Professor Tony Ballantyne, Department of History and Art History, University of Otago, New Zealand

This lecture was given by Tony Ballantyne, Professor of History and Head of Department of History and Art History, before an audience of nearly two hundred people on Thursday the 6th of August.

How do archives shape the past?  Historians rarely share their stories of archives in public.  Nor do they list the archives they have worked in.  Archive stories shape a historian’s story of the past.  Primary source research takes a historian into the gossip, controversy and arguments of the archive records.  Ballentyne has discovered the violence that occurred among first generation missionaries with limited resources and their own personal politics; and the transnational history in the exchange of letters, books and notes that occurred in an empire that crossed the globe, the rule of paper in communication.  The life-blood of empire was the networks of exchange connecting collectors in a global system.  The rise of national processes obscures global colonisation.

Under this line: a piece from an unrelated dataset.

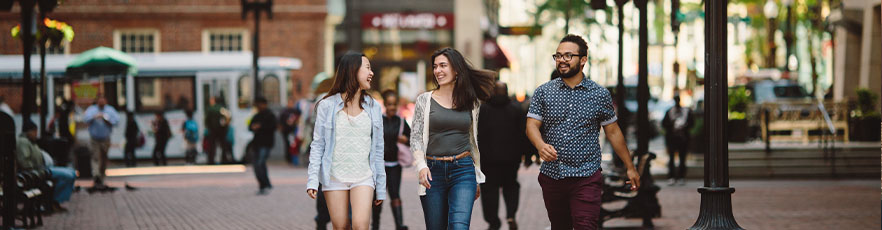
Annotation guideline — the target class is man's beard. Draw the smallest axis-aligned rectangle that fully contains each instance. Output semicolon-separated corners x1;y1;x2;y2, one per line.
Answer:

New history must emerge as the archives of colonial collectors are investigated.  Our history under the Waitangi Tribunal has been an investigation of the enquiry whether the Crown breached the Treaty of Waitangi in the colonisation of New Zealand.  As this question is resolved for this generation, at least, a new singularity emerges.  The opportunity arises to research the role of colonials hidden in the nation-building story.

Historians can only find what is in the archives.  There will be complexities and silences that affect the historic writing, the things the collectors never mentioned, who is included, and who is marginalised.  The reading of a cursive style of writing, ‘joined-up writing’, most of us no longer practice or read.  Marsden Online gives the historian access.  They also have to remember to see and handle the original document.  Electronic retrieval is not enough.  Historic figures in archival collections must capture historians.

Questions remain.  Is it inevitable that the archive stories and research become biographical?  How much more can historians do to encourage their students to come to the archives, to see and handle the original documents?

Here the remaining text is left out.